You needn't adjust your game world to make this happen. Restricting teleportation countermeasures leads to a host of higher-level implications with which the campaign must struggle later. Thus, rather than potentially injuring your campaign's verisimilitude by limiting teleportation countermeasures at mid-levels when they become available, do this: Introduce the opponent early and make teleport countermeasures available normally.

According to the Dungeon Master's Guide 5% of encounters are very difficult (49), with ELs 5 or more higher than the PCs average levels. This means a creature capable of teleport ambushes can be encountered when the PCs are level 2. Yeah, 2. That encounter with a CR 7 foe will kill them if they fight. But that's okay! You want the PCs to have the encounter and run from it. Letting the players know their PCs are supposed to run--without just telling them--is the hard part.
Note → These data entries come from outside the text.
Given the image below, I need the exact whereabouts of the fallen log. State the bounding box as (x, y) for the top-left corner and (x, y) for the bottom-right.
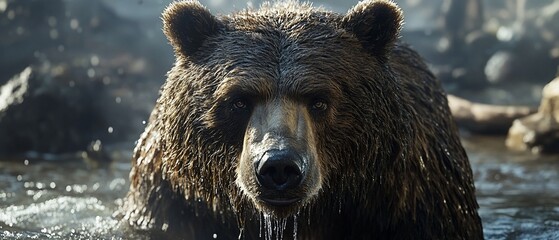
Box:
(447, 94), (537, 134)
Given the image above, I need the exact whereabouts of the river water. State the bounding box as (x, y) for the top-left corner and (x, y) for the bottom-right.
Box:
(0, 135), (558, 239)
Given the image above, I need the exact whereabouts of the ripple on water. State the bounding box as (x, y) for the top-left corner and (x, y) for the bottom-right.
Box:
(465, 135), (559, 240)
PCs will want to fight that foe. That's what PCs do, after all. It's up to you as the DM to show the PCs they can't, and they must run or die.

That's definitionally railroading, so be prepared for grousing. You've created an encounter where victory equals cowardice... um, discretion..., and this will make the players uncomfortable. A sterling plot or epic triumph versus the foe later can make up for this, but don't expect the players to forget that time when you made them run away, and if you never get the opportunity to reveal that sterling plot or the players never get that epic triumph (e.g. the campaign collapses, other events cause a TPK) your credibility with that group may suffer.

Anyway, getting the PCs to flee means the creature must demonstrate his clear superiority over the PCs. Those demonstrations should involve death. I suggest introducing a slightly higher-level NPC whose purpose is to die at the creature's hands, the creature slaughtering a group of foes or allies whom the PCs encountered earlier, and, if those don't scare them off, the wholesale murder of animal companions. You need them to want to run, and, short of spells that render them frightened, most PCs just don't run.

Alternatively, the foe could just depart. He could be so contemptuous of the PCs that he just leaves. Mission accomplished, saving the PCs for later. It sounds like you want a chase scene, but I'm putting that out there because that's often more satisfying to the players than forcing their characters to flee.

The list of Dungeons and Dragons 3.5 creatures who can do what you want by level 7 is actually pretty long. I suggest a babau demon (MM 40) Wiz1 specializing in conjuration and possessing the immediate magic (abrupt jaunt) alternative class feature (PHB2 70). It can purchase a magical staff incorporating the spell fiendish quickening [trans] (BoVD 95) using 2 charges each for 720 gp per use (plus the flat 300 gp for the masterwork staff) to make his native teleportation even more dangerous. That, plus the nonelite array, his wizard spells, remaining gear, and hand-picked feats, should make him suitably formidiable.